Every organization goes through a journey where numbers stop being numbers on a balance sheet and start telling a story. For Bharat Electronics Limited (BEL), that moment is now.
Over the past few years, the Bengaluru-headquartered defense electronics major has gone from being a strong and established supply unit to one of the most aggressively managed and closely watched companies in the strategic sector in India.
What has changed is not just favorable political winds; It is the leadership and its committed employees. Manoj Jain, who took over as Chairman and Managing Director in June 2024, is a BEL pioneer with a technology pedigree.
A Gold Medalist in Electronics Engineering from REC Jaipur (now MNIT), he joined BEL in 1991 as a probationary engineer and spent three decades in the trenches of communications equipment, electronic warfare and avionics, culminating in the role of Director (R&D) before moving on to the senior role.
Jain has repeatedly emphasized that BEL’s strategy is based on roadmaps for “future products and technologies, establishing intellectual property rights, and acquiring key technologies,” with the goal of keeping the company at the forefront of defense electronics. Under his leadership, R&D was no longer treated as discretionary spending; BEL has consistently invested 6% to 7% of its revenues in research, a level more often associated with private technology players than PSUs.
In terms of numbers, it’s hard to miss the shift. The PSU recorded strong total sales of Rs 23,769 crore in FY25, with a return on equity of 29.13%. Profit after tax increased at an accelerated pace — from Rs 3,943 crore in FY24 to Rs 5,287 crore in FY25.
The company is completely debt-free today, has no long-term borrowings and has a debt-to-equity ratio of 0.0x during FY21-25. As of October 1, 2025, BEL’s order book stood at Rs 74,500 crore with Rs 12,500 crore of new orders received since the beginning of FY2026. The management has directed total order flows worth Rs 57,000 crore in FY26, including Quick Response Surface-to-Air Missile (QRSAM) orders worth Rs 30,000 crore.
BEL has been quietly building up local capabilities in radars, communications and electronic warfare systems. Pioneering programs such as the Akash air defense system, weapons locator radars, and coastal surveillance systems fall squarely within this narrative of self-reliance.
Even when supply chains were under pressure, BEL chose to create new strategic business units and expand manufacturing. In the past two years, it has established central business units in areas such as electronic warfare, unmanned systems and advanced communications, and supported them with new factories and testing facilities.
The company is turning partnerships into an advantage rather than treating private players as enemies.

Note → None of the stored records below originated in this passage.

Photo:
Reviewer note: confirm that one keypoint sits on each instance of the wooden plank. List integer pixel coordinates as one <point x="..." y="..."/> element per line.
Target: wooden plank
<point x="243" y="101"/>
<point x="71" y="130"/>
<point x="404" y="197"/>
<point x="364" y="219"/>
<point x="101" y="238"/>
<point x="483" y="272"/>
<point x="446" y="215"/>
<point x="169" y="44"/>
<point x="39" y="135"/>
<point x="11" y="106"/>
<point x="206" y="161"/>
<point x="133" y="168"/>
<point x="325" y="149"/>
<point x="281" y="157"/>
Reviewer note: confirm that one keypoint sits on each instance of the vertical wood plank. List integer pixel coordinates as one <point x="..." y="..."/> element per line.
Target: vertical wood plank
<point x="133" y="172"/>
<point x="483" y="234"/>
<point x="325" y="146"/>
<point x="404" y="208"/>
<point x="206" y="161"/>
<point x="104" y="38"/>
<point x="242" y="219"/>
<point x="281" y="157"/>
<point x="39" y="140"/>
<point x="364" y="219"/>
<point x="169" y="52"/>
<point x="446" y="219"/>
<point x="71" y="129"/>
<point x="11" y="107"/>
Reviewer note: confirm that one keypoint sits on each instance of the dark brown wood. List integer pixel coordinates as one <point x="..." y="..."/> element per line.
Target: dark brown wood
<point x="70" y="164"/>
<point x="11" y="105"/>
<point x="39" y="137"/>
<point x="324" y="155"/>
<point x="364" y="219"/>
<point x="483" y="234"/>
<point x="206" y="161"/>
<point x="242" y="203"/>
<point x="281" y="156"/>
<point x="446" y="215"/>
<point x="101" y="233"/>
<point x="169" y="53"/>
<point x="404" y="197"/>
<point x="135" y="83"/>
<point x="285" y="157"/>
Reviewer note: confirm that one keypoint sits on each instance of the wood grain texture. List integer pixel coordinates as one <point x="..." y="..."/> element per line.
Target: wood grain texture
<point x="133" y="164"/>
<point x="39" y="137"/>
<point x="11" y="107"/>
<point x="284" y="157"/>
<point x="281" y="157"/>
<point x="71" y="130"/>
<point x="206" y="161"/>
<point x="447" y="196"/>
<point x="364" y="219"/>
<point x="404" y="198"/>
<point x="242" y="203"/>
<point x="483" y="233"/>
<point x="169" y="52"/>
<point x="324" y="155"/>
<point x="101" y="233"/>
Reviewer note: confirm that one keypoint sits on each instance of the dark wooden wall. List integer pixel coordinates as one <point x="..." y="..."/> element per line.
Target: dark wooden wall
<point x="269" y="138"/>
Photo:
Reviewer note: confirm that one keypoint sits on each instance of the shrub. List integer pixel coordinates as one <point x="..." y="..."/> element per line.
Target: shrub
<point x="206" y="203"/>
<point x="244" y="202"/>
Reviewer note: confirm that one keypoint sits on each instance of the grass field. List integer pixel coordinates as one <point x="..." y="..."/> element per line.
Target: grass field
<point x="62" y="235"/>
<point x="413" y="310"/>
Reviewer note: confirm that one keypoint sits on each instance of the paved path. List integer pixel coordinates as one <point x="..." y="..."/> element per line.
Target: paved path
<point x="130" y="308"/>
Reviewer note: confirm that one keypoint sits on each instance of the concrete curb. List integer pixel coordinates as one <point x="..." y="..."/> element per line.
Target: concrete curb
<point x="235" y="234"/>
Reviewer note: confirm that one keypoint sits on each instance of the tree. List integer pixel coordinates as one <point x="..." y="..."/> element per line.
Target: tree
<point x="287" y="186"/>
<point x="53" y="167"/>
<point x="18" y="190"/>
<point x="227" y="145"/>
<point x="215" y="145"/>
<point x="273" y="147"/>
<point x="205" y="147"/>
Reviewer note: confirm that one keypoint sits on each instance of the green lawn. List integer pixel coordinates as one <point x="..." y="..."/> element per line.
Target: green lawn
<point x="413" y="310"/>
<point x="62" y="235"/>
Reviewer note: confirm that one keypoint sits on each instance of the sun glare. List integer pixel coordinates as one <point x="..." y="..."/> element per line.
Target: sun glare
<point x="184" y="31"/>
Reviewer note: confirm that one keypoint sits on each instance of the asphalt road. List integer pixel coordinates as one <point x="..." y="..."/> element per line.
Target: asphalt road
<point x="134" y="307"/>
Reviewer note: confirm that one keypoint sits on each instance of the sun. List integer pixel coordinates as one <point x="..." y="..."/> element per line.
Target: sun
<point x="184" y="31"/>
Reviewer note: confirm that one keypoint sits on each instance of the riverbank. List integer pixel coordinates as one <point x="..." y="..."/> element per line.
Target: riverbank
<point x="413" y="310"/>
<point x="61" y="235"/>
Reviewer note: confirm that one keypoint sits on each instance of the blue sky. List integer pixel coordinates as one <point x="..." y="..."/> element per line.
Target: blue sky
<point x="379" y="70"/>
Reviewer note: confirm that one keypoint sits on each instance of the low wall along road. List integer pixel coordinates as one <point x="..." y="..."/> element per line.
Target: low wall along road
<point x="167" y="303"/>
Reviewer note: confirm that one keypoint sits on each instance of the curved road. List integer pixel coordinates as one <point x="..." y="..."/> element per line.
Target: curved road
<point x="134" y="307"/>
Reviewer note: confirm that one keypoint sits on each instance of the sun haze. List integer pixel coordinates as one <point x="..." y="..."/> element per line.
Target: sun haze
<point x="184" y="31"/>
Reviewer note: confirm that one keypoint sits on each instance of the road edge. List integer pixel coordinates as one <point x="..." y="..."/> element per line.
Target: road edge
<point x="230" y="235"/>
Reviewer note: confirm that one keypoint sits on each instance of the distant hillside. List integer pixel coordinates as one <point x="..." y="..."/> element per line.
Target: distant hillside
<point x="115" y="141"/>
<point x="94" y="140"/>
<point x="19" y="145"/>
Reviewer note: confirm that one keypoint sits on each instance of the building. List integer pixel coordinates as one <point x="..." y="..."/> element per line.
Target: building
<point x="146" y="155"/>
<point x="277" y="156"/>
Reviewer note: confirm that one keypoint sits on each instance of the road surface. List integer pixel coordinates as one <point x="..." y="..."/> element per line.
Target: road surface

It has actively signed memorandums of understanding and technology transfer agreements with DRDO laboratories and private companies, deepening its access to new technologies and expanding its ability to implement complex programmes.
According to financial services firm Elite Wealth, part of InCred Capital, BEL’s position is difficult to replicate. It has seven decades of well-established relationships with the armed forces and DRDO, and 29 strategic business units spread across nine manufacturing sites, covering radars, marine systems, electronic warfare, avionics, communications and homeland security under one roof.
Perhaps its pinnacle was the deployment of the Integrated Drone Detection and Interception System, designed by DRDO and manufactured by BEL, during Operation Sindoor. This laser-based system destroyed many low RCS aircraft and played an important role in the success of the operation.
For BEL, budget expenditures translate into deep track. According to ScanX, a stock analysis tool from Dhan, QRSAM alone is expected to generate orders worth around Rs 30,000 crore, with BEL as the key systems integrator.
The company has guided revenue growth of over 15% in FY26, supported by expected order flows of over Rs 27,000 crore and a strong execution run rate on its existing book of over Rs 70,000 crore.
However, there is a broader story here that goes beyond orders and footnotes. BEL shows that a PSU, when anchored in technology, disciplined in capital allocation and honest about its constraints, can multiply value.
Under Manoj Jain’s leadership, the company has not only been riding the wave of Atmanirbhar Bharat, but has helped shape the defense electronics ecosystem in India. This is perhaps the reason why he won in the Bharat PSU Icon category in BT-PWC India’s list of Best CEOs of 2026.